KINGSTOWN, St Vincent (CMC) — Scientists monitoring the La Soufriere volcano in St Vincent says “it is safe to say there is no new lava dome” and that the volcano, since the last explosion on April 22, is “continuing its decline trend”.

Volcanologist at Montserrat Volcano Observatory (MVO), Dr Adam Stinton, speaking on the state-owned NBC Radio on Wednesday, said last week he had been “taking a lot of photographs over the summit crater to map the new crater…and based on that mapping work it is safe to say that we have no new lava dome and there is no evidence of any lava dome occurring inside the new crater”.

Stinton, who is responsible for monitoring and mapping of activity and deposits generated by the Soufriere Hills volcano in Montserrat, told radio listeners “that’s good news”.

He said that the new crater seems to be about 800 metres, adding “it is a very sizable crater and it is up to about 200 metres deep.

“So, as I said it is a pretty sizeable crater and it is clearly excavated down below the surface, down below the level of the floor of the old summit crater and it is still possible to see the remnants of the 1979 lava dome in the north eastern and eastern sections of the new crater.

“As I mentioned there is no new lava dome inside this new crater,” he added.
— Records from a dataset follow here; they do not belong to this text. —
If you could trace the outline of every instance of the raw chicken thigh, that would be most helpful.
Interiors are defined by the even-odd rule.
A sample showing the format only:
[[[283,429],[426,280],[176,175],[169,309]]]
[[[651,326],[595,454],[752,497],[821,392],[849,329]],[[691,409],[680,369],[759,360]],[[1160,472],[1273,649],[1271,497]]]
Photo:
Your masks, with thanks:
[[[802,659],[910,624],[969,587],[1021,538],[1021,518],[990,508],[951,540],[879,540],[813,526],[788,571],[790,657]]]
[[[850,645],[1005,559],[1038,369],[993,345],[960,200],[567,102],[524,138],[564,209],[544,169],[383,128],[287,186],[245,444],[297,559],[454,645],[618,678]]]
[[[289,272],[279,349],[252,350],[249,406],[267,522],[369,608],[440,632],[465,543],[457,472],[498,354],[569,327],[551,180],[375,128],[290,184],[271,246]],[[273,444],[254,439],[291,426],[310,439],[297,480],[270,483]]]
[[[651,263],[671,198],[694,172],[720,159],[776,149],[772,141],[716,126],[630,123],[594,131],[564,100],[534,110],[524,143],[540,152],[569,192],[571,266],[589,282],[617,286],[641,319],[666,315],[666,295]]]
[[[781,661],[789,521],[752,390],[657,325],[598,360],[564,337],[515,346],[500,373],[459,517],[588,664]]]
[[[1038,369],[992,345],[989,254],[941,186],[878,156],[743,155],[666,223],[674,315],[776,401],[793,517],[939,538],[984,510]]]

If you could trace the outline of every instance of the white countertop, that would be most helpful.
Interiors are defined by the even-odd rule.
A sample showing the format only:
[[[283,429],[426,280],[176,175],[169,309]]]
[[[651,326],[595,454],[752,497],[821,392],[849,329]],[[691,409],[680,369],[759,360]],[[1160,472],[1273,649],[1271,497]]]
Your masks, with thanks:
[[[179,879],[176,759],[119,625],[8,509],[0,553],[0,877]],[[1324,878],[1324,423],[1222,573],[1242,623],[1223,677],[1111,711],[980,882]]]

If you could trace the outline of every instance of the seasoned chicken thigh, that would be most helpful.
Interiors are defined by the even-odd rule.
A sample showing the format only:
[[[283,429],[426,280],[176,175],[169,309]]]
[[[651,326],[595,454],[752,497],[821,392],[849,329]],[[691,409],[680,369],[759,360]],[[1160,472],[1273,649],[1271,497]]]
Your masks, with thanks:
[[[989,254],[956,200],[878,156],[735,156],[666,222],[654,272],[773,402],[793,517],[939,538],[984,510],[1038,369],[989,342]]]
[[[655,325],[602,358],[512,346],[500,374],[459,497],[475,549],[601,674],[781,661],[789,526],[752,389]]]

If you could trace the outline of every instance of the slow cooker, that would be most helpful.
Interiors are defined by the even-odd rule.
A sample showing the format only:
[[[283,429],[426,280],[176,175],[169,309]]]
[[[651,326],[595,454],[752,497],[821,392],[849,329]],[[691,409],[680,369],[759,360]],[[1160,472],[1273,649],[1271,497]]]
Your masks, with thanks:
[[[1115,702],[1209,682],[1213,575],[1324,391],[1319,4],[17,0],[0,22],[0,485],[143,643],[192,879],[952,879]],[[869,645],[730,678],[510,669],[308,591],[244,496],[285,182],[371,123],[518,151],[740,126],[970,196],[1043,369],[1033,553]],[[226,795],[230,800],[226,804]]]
Instrumentation Engineer at the Seismic Research Centre (SRC) of the University of the West Indies (UWI) Lloyd Lynch, said that several pieces of equipment had been erected in the vicinity of the volcano since the eruption in April, and like Prime Minister Dr Ralph Gonsalves warned citizens to be aware of the adverse weather situation likely to affect the island over the coming days.

Earlier this week, Lynch told radio listeners that “if you should use the historic eruptions as some sort of reference, Soufriere tends to erupt explosively and go back to sleep pretty rapidly”.

“There have been two cases, I think, where there has been some residual activity, but the residual activity was not as intense as the main event…” he said.

After an effusive eruption that began in late December, La Soufriere erupted explosively on April 9, and had almost 30 discrete events since then.

“We think the system is going back to sleep but in this thing, you always have to be cautious because, as we say in the report, the risk is low but not insignificant.” Lynch said.

“You would recall when the US had this space shuttle programme, the risk of the space shuttle crashing was very, very low, and I think after the third launch, the Challenger had a crash. So you always have to bear in mind that even though the risk is low, it can be significant…”

However, should there be another explosion at the volcano, the monitoring team does not expect it to be significant.

“We don’t expect a large eruption that would affect the heavily populated areas like what was formerly the Red Zone. If, God forbid, you do have a smaller eruption, it’s more likely to send stuff, small quantities of stuff, down the drainage valleys,” Lynch said.

“So it is only in the communities that were built up very close to the drainage valleys that you get any sort of pyroclastic flow activity. And I want to point out that based on what we saw from the helicopter, very little pyroclastic flow material got into the north and north east — in the Fancy headlands, Sandy Bay, Overland, that region,” he said, referring to flights in area of the volcano last week.

“Most of the stuff came down the Larikai and the region draining the Walliabou, Roseau and so on. And, in fact, part of the Larikai crater rim has eroded a bit,” Lynch said.

In the immediate aftermath of the eruption, an estimated some 22,000 people were displaced and as of Monday, at least 2,112 people were still in 50 emergency shelters across the country.